- Born: 1952 (age 73–74) Ontario, Canada

Academic background
- Education: B.A., 1975, York University M.A., 1981, Memorial University of Newfoundland PhD., sociology, 1988, University of Toronto
- Thesis: From cod block to fish food: the crisis and restructuring in the Newfoundland fishing industry, 1968-1986 (1988)

Academic work
- Institutions: Memorial University of Newfoundland

= Barbara Neis =

Canadian social scientist

Barbara Neis (born 1952) is a Canadian social scientist. She is a John Lewis Paton Distinguished Research Professor in the Department of Sociology at the Memorial University of Newfoundland and Senior Research Associated in the SafetyNet Centre.

==Career==
Neis joined the faculty of Humanities and Social Sciences at the Memorial University of Newfoundland in 1984. By 1998, she received the President's Award for Outstanding Research. Neis and Steven Bornstein later became co-directors of SafeytNet Centre for Occupational Health and Safety Research. In 2003, they received a grant from the Canadian Institutes of Health Research to develop an East Coast Consortium on Workplace Health and Safety in collaboration with the Université de Sherbrooke and the Institut de recherche Robert-Sauvé en santé et en sécurité du travail (IRSST). Two years later, Neis was appointed to the Social Sciences and Humanities Research Council. In 2008, Neis was honoured by the University of Tromsø in Norway with an honorary doctorate award.

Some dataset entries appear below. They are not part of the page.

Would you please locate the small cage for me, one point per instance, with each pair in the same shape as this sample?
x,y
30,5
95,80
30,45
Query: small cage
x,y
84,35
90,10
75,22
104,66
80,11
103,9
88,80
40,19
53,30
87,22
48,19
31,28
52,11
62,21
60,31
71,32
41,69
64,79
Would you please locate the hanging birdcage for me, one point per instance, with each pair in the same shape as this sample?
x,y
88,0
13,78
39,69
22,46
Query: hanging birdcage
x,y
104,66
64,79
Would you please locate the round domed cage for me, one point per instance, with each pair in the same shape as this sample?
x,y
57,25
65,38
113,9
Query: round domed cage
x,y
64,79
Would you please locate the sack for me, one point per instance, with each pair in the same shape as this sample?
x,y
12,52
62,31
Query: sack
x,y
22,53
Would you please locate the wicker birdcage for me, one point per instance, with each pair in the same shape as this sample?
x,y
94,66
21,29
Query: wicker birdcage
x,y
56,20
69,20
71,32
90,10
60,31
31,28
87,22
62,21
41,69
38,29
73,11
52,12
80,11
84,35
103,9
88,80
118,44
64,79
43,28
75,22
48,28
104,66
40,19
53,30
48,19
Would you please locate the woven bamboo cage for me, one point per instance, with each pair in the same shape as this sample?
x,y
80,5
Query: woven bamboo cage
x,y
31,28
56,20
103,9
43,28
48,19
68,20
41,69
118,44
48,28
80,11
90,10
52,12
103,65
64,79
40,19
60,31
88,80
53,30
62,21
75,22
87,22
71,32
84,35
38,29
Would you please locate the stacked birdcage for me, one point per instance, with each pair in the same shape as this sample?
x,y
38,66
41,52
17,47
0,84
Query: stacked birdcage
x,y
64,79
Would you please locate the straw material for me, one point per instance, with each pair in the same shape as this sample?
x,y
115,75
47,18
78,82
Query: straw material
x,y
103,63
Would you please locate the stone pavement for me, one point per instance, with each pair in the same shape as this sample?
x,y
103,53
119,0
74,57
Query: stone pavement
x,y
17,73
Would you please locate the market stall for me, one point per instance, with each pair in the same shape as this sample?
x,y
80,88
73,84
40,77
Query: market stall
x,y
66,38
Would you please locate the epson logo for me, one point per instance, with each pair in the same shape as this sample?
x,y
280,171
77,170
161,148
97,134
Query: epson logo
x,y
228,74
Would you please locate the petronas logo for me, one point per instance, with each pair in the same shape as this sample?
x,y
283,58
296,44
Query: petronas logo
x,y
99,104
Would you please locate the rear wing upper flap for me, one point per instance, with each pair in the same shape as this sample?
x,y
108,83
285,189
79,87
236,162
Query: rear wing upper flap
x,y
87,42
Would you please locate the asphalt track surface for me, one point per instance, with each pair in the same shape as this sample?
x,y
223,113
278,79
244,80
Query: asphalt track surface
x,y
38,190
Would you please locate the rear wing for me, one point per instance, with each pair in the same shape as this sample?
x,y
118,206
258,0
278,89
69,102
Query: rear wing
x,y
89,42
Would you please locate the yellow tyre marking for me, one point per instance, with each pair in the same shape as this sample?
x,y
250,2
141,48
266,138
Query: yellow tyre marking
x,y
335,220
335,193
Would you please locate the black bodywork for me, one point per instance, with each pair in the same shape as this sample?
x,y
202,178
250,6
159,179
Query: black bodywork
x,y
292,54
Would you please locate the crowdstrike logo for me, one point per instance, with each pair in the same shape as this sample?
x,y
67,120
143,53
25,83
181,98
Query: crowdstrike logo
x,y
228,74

By 2013, Neis was elected a Fellow of the Royal Society of Canada for her contributions to the fish stock industry. The following year, she collaborated with regional hubs in British Columbia, Ontario, Quebec and Newfoundland to help injured, ill, and impaired workers stay in the job market. In 2017, Neis was appointed the John Lewis Paton Distinguished University Professorship.

In 2018, Neis was the recipient of the 2018 Vanier Institute Award for her research contribution that helped advance families in Canada. She was also selected to sit on the Council of Canadian Academies Scientific Advisory Committee. A few days after being named to the council, Neis was appointed a Member of the Order of Canada.

From 2022 to 2025, Neis was the President of the Academy of Social Sciences within the Royal Society of Canada.